Friday, July 23, 2010

The late, great, Harvey Pekar

As you are aware Harvey Pekar died. I did a blog-post on Harvey and his work with Ed Piskor, (click here to read it) and Ed kept Harvey up-to-date with matters of the interweb, so I like to think he was aware that people like me, over here in boring old mainstream comicsville UK, did appreciate him. I'm sad he has gone. Harvey Pekar was a one-off. Harvey used his own income as a filing clerk to pay artists, including his friend Robert Crumb, to draw his autobiographical stories, which he then had printed, and then distributed himself. He had a unique vision and he kept right on producing work in a medium he felt was far greater than most people could imagine. Harvey believed that every ordinary guy, like him, was a superhero and that comics could be profound. When he was asked why his stories focused on ordinary subjects like driving downtown to buy a bagel he would reply "ordinary life is pretty complicated stuff".
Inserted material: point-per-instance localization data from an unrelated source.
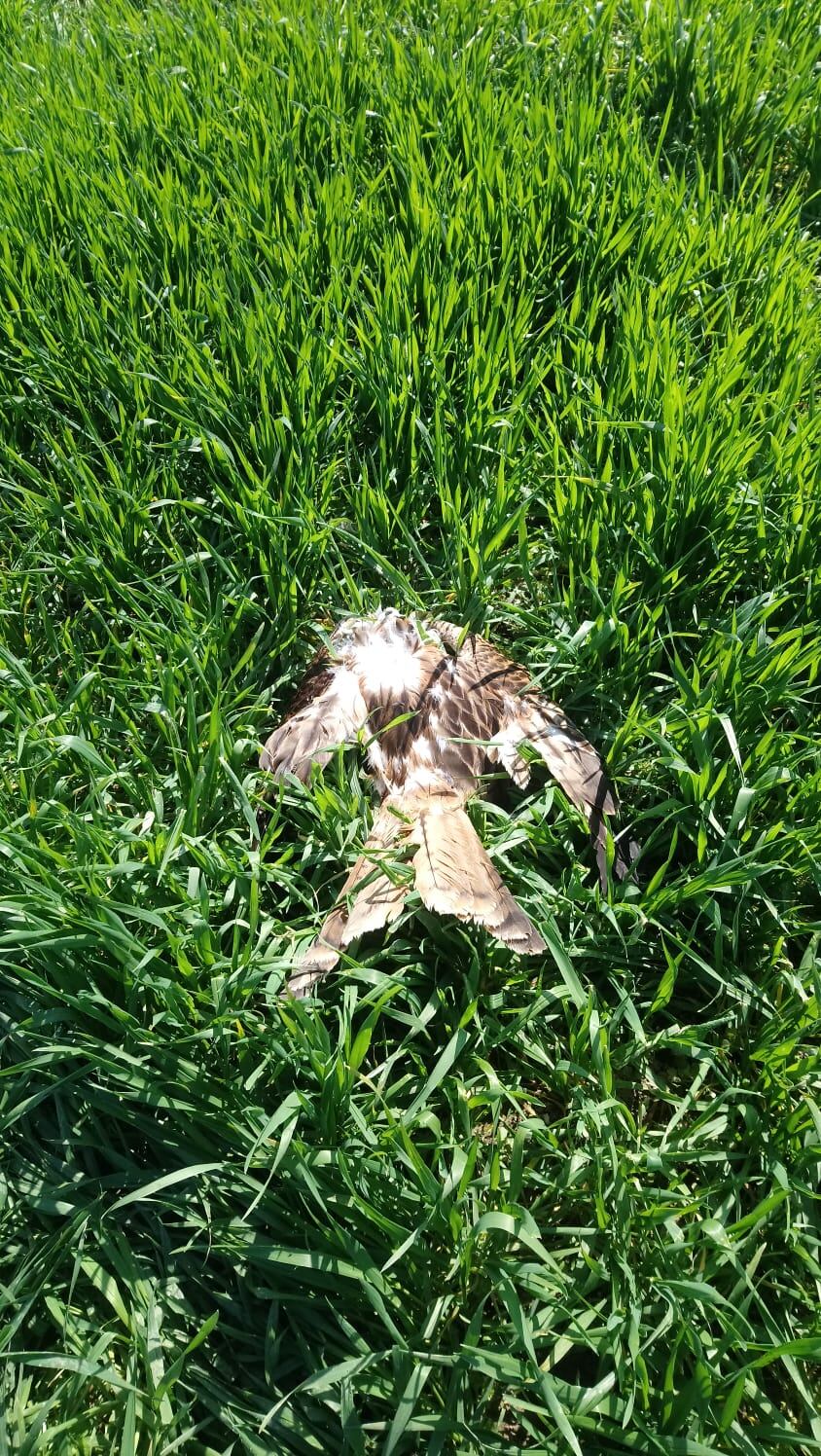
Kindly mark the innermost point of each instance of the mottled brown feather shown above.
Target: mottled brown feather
(433, 734)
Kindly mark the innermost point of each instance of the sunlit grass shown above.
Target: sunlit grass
(501, 310)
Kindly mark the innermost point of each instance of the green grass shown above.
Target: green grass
(503, 310)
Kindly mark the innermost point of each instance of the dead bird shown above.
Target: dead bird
(434, 707)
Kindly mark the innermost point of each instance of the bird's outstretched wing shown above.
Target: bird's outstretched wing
(328, 710)
(507, 698)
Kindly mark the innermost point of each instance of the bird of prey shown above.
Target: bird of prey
(434, 708)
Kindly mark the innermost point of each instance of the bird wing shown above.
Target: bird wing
(328, 710)
(504, 696)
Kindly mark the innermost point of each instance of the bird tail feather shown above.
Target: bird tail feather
(453, 875)
(369, 900)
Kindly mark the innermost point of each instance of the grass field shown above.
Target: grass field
(501, 310)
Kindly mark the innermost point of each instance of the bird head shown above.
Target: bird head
(386, 627)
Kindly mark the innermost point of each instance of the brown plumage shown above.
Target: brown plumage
(433, 710)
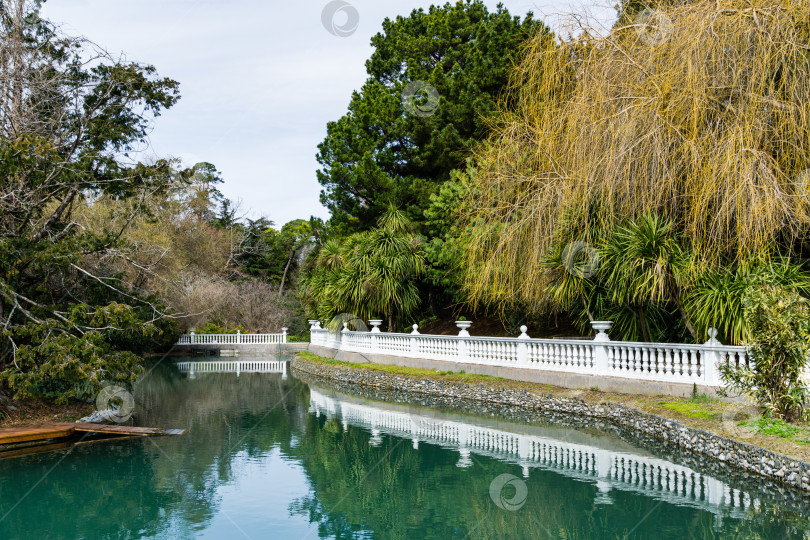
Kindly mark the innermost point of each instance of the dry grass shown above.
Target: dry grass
(708, 126)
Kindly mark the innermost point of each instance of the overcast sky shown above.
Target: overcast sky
(259, 80)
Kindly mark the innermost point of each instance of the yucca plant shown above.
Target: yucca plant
(369, 273)
(779, 323)
(707, 128)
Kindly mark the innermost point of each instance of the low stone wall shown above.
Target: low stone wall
(538, 376)
(749, 458)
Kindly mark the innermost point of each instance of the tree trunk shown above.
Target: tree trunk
(286, 268)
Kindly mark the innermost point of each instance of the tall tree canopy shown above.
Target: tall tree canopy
(393, 150)
(71, 119)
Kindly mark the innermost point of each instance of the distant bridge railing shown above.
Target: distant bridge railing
(660, 362)
(233, 339)
(233, 366)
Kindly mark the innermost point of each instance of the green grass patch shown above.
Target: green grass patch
(401, 370)
(690, 408)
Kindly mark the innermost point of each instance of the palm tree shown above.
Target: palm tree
(370, 272)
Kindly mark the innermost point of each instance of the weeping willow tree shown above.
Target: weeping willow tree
(697, 114)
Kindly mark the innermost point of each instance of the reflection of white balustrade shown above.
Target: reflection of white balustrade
(660, 362)
(233, 366)
(607, 469)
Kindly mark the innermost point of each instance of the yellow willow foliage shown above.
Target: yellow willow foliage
(702, 119)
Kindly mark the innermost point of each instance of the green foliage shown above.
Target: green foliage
(690, 409)
(379, 154)
(52, 362)
(368, 273)
(69, 318)
(644, 277)
(212, 328)
(779, 322)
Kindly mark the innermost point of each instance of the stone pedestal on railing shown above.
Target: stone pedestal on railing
(600, 356)
(523, 349)
(710, 359)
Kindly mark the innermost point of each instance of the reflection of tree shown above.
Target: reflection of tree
(112, 489)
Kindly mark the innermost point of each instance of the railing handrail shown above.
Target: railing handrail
(648, 344)
(233, 339)
(682, 363)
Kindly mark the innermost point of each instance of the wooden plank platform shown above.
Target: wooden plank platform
(37, 433)
(61, 430)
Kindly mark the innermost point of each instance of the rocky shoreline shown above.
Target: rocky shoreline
(746, 457)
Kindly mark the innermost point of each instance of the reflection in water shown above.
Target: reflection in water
(596, 460)
(269, 457)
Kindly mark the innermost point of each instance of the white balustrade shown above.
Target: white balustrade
(608, 468)
(658, 362)
(255, 365)
(233, 339)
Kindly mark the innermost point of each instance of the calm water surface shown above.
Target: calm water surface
(271, 456)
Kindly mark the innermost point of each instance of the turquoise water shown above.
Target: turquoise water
(271, 456)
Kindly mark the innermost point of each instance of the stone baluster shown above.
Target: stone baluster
(600, 353)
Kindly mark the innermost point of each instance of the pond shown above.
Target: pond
(288, 456)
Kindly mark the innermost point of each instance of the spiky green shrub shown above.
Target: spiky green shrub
(779, 321)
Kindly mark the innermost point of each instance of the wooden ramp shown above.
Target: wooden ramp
(19, 441)
(38, 433)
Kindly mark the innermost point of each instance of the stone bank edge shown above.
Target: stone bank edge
(747, 457)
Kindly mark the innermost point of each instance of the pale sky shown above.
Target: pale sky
(259, 80)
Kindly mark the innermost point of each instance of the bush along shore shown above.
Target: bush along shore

I didn't actually discover Harvey Pekar through his comics. Oh, I was aware of them, and even had one or two in my collection, but I only really learned properly about his work by watching a film called Comic Book Confidential, a fantastic documentary featuring the work of Charles Burns, Harvey and Crumb, and Lynda Barry, and others. The comics featured just blew me away; I had never seen anything like them. The show featured Harvey's story about being addicted to blues and stealing sides (records) from a radio station. The drawings from the comic, by Crumb, were inter-cut with Harvey reading the story in his famous raspy-voice. I'm not exaggerating when I say it changed all my ideas about what comics could be. It's on iTunes, here.

When I did finally get my hands on a bunch of Harvey's work, including American Splendor, the scales fell from my eyes; I knew, absolutely knew, that the impression the Comic Book Confidential documentary had made on me was not fleeting, I wanted to create work like this, and what's more, I knew my attempt to do so would fall short, and I knew that falling short of this measure was okay, because this was something special. There are a lot of salutes to Harvey on the web this month, and they are all heartfelt; he meant a lot to everyone involved in cartooning. The comic book world now has an enormous Harvey Pekar-sized hole in it; that hole will never be filled.